Eyes on Animals visited this yearly market for the first time. Compared to similar horse markets this one stood out by its tranquility. It is also smaller. The music wasn’t loud , pleasant even, also for animals. The fair and the music that goes with it was a certain distance from the trade market and only started at 11 a.m.
For the animals there was sufficient water and hay and we noticed that it was actually handed out to the animals, thus not just as a pretty display! There were enough buckets that could be fetched and brought back to the tent where the organizing commision was housed. Everything went smoothly.
The streets were covered with sand so they wouldn’t get slippery for the horses. There was enough space to tie up the animals. Horses were kept apart from the small ponies as much as possible. There were many young foals, several ones together with their mothers. Most of the foals were not tied up.

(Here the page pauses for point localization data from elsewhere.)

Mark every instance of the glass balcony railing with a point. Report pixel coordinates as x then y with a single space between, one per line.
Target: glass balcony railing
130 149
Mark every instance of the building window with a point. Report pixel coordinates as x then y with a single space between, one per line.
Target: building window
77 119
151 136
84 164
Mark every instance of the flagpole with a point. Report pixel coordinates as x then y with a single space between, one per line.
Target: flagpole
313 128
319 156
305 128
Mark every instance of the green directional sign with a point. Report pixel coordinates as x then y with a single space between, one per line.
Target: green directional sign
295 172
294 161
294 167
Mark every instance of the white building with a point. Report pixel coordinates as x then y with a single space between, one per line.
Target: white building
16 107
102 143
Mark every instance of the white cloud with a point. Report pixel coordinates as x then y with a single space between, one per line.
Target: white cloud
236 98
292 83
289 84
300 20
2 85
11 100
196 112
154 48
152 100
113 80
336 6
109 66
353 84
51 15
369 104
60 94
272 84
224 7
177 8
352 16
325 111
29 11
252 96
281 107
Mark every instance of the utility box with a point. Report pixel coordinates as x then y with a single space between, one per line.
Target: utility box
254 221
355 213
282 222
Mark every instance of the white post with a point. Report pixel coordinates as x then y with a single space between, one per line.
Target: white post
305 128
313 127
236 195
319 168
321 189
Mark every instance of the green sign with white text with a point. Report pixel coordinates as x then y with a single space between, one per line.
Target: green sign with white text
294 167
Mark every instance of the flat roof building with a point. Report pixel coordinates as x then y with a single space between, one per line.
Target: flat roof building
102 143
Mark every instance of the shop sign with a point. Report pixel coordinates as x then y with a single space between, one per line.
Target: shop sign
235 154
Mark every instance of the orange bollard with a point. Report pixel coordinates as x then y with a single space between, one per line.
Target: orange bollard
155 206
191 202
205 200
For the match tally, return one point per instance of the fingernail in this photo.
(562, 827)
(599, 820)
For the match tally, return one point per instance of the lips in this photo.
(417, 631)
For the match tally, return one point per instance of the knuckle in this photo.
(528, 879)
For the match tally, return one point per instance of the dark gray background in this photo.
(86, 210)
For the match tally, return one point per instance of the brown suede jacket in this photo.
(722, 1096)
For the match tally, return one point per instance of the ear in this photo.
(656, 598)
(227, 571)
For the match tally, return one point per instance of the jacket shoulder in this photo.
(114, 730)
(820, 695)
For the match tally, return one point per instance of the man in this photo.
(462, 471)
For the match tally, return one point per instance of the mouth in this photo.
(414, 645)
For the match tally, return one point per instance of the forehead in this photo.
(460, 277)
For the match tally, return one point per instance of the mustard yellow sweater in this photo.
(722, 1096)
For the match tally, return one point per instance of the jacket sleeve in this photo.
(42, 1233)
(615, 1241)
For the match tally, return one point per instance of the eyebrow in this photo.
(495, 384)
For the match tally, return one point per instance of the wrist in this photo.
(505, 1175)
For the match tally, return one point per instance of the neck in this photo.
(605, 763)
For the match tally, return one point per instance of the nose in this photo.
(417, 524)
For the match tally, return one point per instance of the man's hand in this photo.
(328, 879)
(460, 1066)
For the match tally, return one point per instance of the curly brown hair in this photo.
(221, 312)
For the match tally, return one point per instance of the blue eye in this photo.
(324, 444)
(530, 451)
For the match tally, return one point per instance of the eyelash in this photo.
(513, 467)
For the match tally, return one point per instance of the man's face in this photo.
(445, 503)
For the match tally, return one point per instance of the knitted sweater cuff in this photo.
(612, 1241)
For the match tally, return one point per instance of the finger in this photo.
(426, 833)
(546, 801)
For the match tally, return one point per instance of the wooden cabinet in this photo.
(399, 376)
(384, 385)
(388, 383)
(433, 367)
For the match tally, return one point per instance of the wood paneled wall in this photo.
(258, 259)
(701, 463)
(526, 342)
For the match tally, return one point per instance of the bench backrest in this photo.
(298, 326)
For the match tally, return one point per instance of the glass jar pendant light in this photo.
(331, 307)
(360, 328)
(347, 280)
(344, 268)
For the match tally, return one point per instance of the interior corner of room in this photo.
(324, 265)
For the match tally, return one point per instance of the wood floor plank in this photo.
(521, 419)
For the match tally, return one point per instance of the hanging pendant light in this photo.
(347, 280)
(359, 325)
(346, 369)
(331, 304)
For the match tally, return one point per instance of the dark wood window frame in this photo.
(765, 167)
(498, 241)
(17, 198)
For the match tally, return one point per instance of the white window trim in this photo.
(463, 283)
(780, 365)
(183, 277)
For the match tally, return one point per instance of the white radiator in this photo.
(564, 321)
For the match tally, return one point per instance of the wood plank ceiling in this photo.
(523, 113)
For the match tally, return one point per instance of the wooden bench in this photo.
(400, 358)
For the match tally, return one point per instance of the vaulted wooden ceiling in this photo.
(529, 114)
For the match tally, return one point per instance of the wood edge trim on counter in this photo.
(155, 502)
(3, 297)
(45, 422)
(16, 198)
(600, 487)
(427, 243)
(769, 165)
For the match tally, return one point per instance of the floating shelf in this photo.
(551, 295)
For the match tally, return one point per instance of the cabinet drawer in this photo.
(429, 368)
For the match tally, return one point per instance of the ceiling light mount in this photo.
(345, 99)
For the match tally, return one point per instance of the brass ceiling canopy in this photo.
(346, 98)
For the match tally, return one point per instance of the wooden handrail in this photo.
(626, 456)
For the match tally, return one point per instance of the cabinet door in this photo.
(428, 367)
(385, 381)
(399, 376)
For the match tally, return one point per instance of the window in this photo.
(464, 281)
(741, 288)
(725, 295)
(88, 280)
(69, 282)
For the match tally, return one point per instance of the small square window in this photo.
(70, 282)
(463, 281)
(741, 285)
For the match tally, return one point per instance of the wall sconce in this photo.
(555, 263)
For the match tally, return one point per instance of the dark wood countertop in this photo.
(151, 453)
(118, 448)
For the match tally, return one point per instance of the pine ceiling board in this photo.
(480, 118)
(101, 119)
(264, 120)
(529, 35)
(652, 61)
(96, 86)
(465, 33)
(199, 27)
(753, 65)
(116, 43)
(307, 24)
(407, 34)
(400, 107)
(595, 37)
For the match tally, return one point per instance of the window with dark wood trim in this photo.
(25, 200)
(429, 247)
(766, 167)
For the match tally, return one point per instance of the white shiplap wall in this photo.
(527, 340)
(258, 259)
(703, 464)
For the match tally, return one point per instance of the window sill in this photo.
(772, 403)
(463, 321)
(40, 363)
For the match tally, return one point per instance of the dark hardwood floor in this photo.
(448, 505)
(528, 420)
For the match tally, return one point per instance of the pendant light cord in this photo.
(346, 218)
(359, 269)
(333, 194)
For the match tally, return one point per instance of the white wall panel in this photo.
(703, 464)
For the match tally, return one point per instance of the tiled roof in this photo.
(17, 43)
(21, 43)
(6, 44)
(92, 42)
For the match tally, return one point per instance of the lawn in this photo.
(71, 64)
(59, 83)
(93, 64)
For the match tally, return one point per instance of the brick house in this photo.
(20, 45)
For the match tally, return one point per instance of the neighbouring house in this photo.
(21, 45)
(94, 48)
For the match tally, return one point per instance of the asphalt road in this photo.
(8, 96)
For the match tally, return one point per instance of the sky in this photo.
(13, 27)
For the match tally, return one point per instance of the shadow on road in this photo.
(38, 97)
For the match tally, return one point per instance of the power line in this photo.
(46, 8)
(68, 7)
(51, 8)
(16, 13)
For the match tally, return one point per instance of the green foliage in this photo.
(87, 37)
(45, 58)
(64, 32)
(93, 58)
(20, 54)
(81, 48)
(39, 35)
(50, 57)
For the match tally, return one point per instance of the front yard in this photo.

They stayed with the mares out of their own free will.
The ages of the foals should be checked more thoroughly, as two of them were under the minimum age to be traded off. By the time Eyes on Animals was made aware of this fact, the animals had already been sold. The intermediate trader was addressed, but he denied knowing about this.
Young stallions were kept with the group they belonged to, but at a small distance so they didn’t cause any anxiety. The veterinarian was present the whole day.
Altogether there were about 500 animals: horses, ponies, and donkeys. Their overall condition appeared satisfying.
In general Eyes on Animals didn’t see apparent abusive behaviour, though one should take into consideration that EonA was present with just one inspector and thus cannot see everything that goes on. After the market ended some photos and videos taken by a visitor were posted on facebook showing indeed some maltreatment of ponies. Pushing, twisting of tails and hitting with a stick were some of the handling behaviours exposed that should not be tolerated.
Communication between Eyes on Animals , the market organisation and the veterinary service was smooth: sharing of ideas does pay off. Eyes on Animals counts on a continuation of transparency and communication, so the animals will profit, not only on this market but also on other horsetrading markets.